While menstrual cramps are common, their pain does not let some women perform day-to-day activities. If you, too, feel that painful periods are obstructing your life, you need to identify ways to deal with the pain and discomfort. Some ways to achieve results include:
1. Over-the-counter medications
Pain relievers can help with cramps and other period-related aches. Non-steroidal anti-inflammatory (NSAID) medication like naproxen or ibuprofen is one of the best ways to curb period pain. However, remember that you should use them moderately. NSAIDs lower the amount of prostaglandins in the body, thereby providing relief from pain and inflammation. Make sure you consult your doctor before taking pain relievers, as they may not be suitable for women who have a history of kidney, liver, or heart problems or suffer from ulcers, asthma, or bleeding disorders.
2. Heat patches
The uterus is a muscle, so applying heat helps in relaxing the muscles. You can use a heated patch or wrap on your abdomen to ease the uterus muscles causing period pain. Heat boosts circulation in your abdomen, resulting in reduced pain.
Abdominal heat patches are easily available online or at any drugstore. Their usage is simple and hassle-free. All you need to do is peel off the sticker and stick the patch onto your abdomen. Hot water bottles and electric heating pads also provide relief. However, they are not as convenient as patches. They’re good to use if you’re sitting at home and do not have to make much movement.
3. TENS machine
A TENS machine is a menstrual pain relief device based on scientifically proven and safe TENS technology. TENS stands for transcutaneous electrical nerve stimulation. They block pain signals from being sent to the brain by stimulating nerves. They also support the release of endorphins, the natural pain-killing hormones that alleviate pain and elevate overall mood.
A menstrual pain relief device can be purchased for use at home, school, office, or wherever you go. It is portable and easy to use. Stick the electrode patches to the skin on your lower abdomen or back where there is pain. Select the intensity setting that feels comfortable, and within a few minutes, you will be able to experience relief.
4. Essential oils
An essential oil massage on the abdomen is proven to ease period cramps, especially when used in a blend of oils. The different oils that have shown results in reducing period pain are clove, marjoram, sage, rose, lavender, and cinnamon.
Before beginning the massage, remember to mix the essential oils with a carrier oil, such as jojoba oil or coconut oil. Carrier oils help spread the essential oil over a large area of your skin by “carrying” it correctly.
After you prepare the oil mixture, rub a few drops between your palms and massage gently on your tummy using circular motions.
5. Acupuncture and Acupressure
The practices of acupuncture and acupressure stimulate the body to help you relax. Acupuncture is an ancient Asian healing method believed to relax the nervous system, promote blood flow to the internal organs, and alleviate inflammation.

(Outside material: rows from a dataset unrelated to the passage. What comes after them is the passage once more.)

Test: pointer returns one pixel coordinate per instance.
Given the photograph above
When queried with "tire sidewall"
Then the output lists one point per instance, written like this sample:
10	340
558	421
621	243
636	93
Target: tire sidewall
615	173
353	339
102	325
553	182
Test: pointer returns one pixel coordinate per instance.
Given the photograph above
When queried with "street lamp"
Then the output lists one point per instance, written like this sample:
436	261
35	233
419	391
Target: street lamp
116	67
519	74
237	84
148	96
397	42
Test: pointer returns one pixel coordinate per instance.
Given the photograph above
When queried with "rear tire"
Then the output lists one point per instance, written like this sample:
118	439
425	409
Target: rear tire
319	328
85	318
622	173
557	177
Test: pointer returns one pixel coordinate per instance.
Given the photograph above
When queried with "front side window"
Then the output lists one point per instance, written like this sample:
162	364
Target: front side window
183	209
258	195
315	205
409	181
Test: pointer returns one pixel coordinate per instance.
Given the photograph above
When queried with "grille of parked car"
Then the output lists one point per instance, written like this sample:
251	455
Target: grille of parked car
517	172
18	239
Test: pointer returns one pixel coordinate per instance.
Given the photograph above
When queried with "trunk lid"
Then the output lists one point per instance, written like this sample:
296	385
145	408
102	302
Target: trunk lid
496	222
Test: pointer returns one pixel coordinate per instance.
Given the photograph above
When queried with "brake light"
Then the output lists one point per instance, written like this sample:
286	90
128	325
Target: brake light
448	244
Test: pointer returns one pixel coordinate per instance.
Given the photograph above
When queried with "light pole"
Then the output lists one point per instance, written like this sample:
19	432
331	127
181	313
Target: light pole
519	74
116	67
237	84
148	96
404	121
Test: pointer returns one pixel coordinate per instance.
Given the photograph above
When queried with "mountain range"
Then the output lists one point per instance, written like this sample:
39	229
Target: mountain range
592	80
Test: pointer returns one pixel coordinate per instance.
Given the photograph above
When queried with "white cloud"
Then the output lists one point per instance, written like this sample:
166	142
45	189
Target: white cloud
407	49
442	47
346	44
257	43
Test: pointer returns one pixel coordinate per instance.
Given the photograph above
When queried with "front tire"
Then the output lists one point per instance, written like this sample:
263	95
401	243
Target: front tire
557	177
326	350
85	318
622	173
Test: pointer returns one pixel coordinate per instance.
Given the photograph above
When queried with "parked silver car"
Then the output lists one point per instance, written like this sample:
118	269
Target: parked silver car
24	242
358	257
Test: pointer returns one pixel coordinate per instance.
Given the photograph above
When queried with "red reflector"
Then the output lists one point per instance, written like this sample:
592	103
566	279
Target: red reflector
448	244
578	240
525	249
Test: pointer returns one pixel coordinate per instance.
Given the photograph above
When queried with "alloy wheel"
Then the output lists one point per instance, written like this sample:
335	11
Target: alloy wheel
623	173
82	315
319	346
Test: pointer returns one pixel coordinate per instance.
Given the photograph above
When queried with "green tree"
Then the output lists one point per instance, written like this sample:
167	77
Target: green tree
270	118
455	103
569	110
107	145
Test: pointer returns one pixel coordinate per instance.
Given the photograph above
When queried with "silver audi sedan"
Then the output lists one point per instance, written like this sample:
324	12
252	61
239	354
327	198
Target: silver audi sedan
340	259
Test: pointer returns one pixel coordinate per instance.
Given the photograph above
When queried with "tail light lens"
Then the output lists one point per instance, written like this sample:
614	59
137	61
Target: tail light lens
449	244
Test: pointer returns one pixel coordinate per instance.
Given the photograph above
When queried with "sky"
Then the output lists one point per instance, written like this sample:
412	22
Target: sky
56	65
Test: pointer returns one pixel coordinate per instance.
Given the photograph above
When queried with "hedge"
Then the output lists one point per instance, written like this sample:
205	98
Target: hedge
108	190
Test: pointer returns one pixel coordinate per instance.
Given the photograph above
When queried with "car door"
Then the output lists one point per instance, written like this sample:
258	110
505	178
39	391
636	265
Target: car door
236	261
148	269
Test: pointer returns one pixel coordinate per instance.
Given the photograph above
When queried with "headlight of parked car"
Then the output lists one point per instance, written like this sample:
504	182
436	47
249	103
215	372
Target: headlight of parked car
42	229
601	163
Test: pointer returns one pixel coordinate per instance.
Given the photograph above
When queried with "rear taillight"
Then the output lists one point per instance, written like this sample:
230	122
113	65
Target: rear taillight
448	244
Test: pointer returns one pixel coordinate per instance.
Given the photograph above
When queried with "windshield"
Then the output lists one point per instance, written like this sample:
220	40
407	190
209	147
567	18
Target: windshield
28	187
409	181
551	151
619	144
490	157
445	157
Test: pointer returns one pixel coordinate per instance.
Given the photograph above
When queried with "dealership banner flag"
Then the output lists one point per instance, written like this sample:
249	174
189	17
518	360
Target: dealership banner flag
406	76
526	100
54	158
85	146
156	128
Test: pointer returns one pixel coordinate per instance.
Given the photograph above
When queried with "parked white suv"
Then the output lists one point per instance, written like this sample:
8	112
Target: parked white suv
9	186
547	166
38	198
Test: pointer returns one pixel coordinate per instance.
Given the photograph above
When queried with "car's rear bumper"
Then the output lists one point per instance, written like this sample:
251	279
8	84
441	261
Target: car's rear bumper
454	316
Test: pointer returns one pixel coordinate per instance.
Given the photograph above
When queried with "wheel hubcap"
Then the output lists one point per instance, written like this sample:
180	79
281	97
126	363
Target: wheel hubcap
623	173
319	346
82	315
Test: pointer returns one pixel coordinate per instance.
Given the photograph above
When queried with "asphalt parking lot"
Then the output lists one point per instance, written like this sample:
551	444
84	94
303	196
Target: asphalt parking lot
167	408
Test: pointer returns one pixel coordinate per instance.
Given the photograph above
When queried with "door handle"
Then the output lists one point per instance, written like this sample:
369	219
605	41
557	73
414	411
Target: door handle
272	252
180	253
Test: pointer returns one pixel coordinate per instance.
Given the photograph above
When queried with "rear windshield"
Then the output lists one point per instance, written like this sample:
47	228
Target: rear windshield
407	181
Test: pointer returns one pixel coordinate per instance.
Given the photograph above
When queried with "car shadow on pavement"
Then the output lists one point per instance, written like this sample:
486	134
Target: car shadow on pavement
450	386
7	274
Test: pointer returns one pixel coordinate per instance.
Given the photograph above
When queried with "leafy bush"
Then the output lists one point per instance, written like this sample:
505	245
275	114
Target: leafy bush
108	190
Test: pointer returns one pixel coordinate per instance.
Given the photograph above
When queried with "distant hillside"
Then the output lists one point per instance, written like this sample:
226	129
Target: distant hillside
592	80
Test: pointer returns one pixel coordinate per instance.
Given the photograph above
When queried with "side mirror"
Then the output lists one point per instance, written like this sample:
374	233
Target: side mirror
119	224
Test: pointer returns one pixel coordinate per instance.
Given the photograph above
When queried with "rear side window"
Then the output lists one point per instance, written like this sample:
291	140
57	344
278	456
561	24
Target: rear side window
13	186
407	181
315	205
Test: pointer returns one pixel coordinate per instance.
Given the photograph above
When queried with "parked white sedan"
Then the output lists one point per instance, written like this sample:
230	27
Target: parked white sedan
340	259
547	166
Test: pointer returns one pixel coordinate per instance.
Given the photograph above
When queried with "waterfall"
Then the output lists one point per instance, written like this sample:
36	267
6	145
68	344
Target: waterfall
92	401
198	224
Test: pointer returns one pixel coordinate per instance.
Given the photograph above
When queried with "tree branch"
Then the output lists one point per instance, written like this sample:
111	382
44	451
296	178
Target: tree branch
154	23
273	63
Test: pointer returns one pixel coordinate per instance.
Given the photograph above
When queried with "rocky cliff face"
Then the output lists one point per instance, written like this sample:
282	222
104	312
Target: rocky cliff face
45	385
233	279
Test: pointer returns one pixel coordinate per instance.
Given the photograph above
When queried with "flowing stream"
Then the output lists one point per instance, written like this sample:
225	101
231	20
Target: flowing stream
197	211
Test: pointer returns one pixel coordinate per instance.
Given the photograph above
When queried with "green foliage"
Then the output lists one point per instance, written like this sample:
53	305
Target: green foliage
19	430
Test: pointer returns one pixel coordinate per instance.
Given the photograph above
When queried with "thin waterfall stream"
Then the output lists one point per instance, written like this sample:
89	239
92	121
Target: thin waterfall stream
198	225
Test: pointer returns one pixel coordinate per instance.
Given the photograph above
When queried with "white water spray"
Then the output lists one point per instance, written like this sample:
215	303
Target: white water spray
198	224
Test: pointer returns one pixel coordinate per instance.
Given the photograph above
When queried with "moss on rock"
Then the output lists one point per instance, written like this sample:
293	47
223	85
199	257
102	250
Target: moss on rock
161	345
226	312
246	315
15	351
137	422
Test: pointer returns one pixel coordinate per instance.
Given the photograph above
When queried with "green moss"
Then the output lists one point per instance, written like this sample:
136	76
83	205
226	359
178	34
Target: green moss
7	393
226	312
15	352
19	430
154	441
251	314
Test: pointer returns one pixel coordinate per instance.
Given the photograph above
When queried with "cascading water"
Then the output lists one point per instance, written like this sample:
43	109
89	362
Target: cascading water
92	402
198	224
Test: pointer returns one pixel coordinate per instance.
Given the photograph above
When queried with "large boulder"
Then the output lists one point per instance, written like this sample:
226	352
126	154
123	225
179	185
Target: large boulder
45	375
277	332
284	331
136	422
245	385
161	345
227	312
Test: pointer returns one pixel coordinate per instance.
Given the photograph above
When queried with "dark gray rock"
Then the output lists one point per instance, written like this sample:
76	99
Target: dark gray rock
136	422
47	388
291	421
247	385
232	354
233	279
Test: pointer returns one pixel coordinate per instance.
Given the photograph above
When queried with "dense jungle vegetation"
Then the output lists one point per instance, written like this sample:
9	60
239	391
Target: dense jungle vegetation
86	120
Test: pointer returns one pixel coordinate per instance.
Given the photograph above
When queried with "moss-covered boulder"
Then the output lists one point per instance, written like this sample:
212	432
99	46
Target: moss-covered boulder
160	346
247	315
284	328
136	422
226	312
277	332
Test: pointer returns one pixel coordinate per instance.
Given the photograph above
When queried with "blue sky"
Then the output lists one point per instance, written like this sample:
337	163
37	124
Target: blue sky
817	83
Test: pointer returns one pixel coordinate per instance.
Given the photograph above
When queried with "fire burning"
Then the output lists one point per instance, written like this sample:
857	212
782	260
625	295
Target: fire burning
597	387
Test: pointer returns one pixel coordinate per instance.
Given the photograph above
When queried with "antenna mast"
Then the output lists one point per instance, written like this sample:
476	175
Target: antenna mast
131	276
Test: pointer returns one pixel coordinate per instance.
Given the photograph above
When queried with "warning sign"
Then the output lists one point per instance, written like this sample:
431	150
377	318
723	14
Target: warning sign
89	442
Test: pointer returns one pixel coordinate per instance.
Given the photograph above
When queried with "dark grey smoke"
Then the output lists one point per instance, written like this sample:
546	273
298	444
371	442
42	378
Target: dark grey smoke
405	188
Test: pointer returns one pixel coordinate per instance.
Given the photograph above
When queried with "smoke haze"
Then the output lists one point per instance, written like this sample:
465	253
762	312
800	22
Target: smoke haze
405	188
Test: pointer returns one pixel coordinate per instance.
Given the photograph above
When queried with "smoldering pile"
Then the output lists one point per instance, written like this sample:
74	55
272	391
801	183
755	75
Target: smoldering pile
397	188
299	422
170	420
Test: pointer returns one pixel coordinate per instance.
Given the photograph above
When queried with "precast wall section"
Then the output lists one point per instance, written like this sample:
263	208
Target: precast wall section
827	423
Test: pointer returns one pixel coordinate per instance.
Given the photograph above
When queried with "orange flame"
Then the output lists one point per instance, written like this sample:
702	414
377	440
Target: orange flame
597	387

Acupressure is a non-invasive approach capable of providing relief from different types of pain. Specialists use their fingers to apply firm pressure on specific body parts to help ease several symptoms.
You can try acupressure on your own to get relief from menstrual cramps with the following steps:
- From the inner ankle bone, measure four fingertips up.
- Using your fingers, apply pressure to firmly rub this area for several minutes.
- Do it regularly before and during your period.
Period pain is common, but in certain situations, it can interfere with your daily life. It can make it difficult for you to attend the office, complete household chores, or catch up with friends. Fortunately, there are ways to ease the discomfort and pain associated with these cramps. Some ways are natural, like an essential oil massage, acupuncture, acupressure, heat patches, and a menstrual pain relief device. However, if you do not experience any relief, consult a doctor to ensure that the cause of the pain isn’t an underlying condition.